I'd like to keep track of what other books do this, and whether it works for them. Hence the tag. But I can't figure out what to call it. I considered "many protagonists" but that doesn't imply the viewpoint-switching that I'm interested in.

Please help!

ag. 29, 2007, 7:31pm

I'm reading the A Song of Ice and Fire series now, and the first phrase that comes to mind is "PoV switch".

ag. 29, 2007, 7:58pm

Or "multiple PoV"?

...actually, I really like that. I've got a bunch of works for which I could use this tag; I might have to steal it. :)

ag. 29, 2007, 10:27pm

I've used "multiple narrators", but like multiple POV too, except that it implies switching between first/second/third person. "ensemble" would be a good tag to use for the many character aspect... maybe "ensemble POV"?

ag. 29, 2007, 10:54pm

I tried to get a tag idea for you by looking for such a description in reviews for Craig Ferguson's novel Between the Bridge and the River, a character-driven book I read that was a coherent story comprised of separate yet interconnected journeys of different characters, but seems others are having describing such a book, too.

ag. 29, 2007, 1:58am

I think "polyphonic" is the snooty literary term for novels that switch between the perspectives of a number of characters.

ag. 29, 2007, 3:13am

I use "multiple narrators" when the story does this by jumping among multiple first-person narrators. I was looking for an analogous tag myself for the situation when there is a third-person narrator jumping among different protagonists and I'm glad fannyprice mentioned "polyphonic" because this is exactly what I needed. I am trying to decide now whether my polyphonic tag will encompass my multiple narrators tag...I think logically it should.

ag. 30, 2007, 9:09am

The next related question is of course how many characters are required in order to use this tag? Two? more than two? five? are there really books with five or more PoVs?

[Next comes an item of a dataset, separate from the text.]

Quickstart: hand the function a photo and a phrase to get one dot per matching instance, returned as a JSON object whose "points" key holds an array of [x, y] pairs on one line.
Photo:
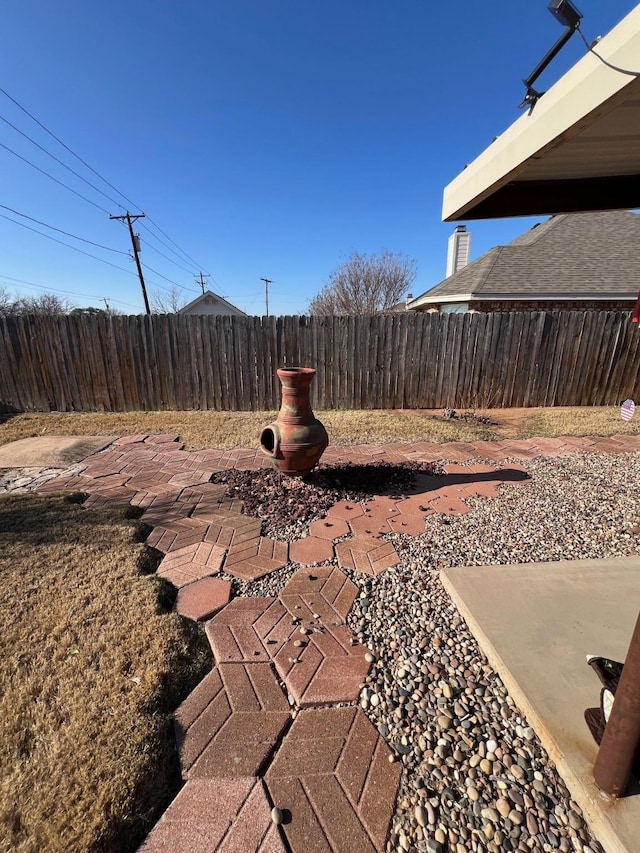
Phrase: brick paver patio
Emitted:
{"points": [[325, 768]]}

I like the idea, not something I'd considered tagging before. I'd probably go for multiple PoV but polyphonic works too.

ag. 30, 2007, 9:53am

#8: The Wanderer has about a dozen :) I even counted nine in one chapter. The number of threads goes up as groups split up, then down as some of them recombine -- or die in the disaster.

(I realize that I think of them as "story threads". Unfortunately the word "thread" is heavily associated with "plot thread", which is not what I mean here.)

I was leafing through A game of thrones in order to count them, and realized that its technique is slightly different: it dedicates a chapter to one character, then the next chapter to another, etc. The term "point of view" is actually more appropriate here, because each chapter presents that character's internal monologue along with the action. The Wanderer remains an impartial narrative that describes what the characters say and do, it just looks over different shoulders. With the exception of one specific thread, actually. Now I realize why I thought of that thread as the book's "main story" :)

Another book which does a similar thing is The reality dysfunction by Peter Hamilton. It differs from the other two in that it seems to actually tell a number of different stories, and the stories occasionally intersect. Like the others, it uses the unfolding of a large-scale disaster to tie the timelines together.

The drawback that all of them share is that if the reader takes a particular interest in one of the story threads, then all the others become boring by comparison and tempting to skip. This effect was particularly bad in A feast for crows, where I was tempted to skip nearly all of it, and only found out in the afterword that the author had deliberately deferred half of the story threads (including all of my favorites) to the next book.

To answer the specific question, I think having just two viewpoints isn't enough to be in this category. A book that intertwines two viewpoints would emphasize the contrast between them, which seems a different storytelling technique. I actually know a book like that -- Changeling by Zelazny is about a war between two brothers, told from both their points of view. It shows different interpretations of the same events, rather than different aspects of a worldwide event.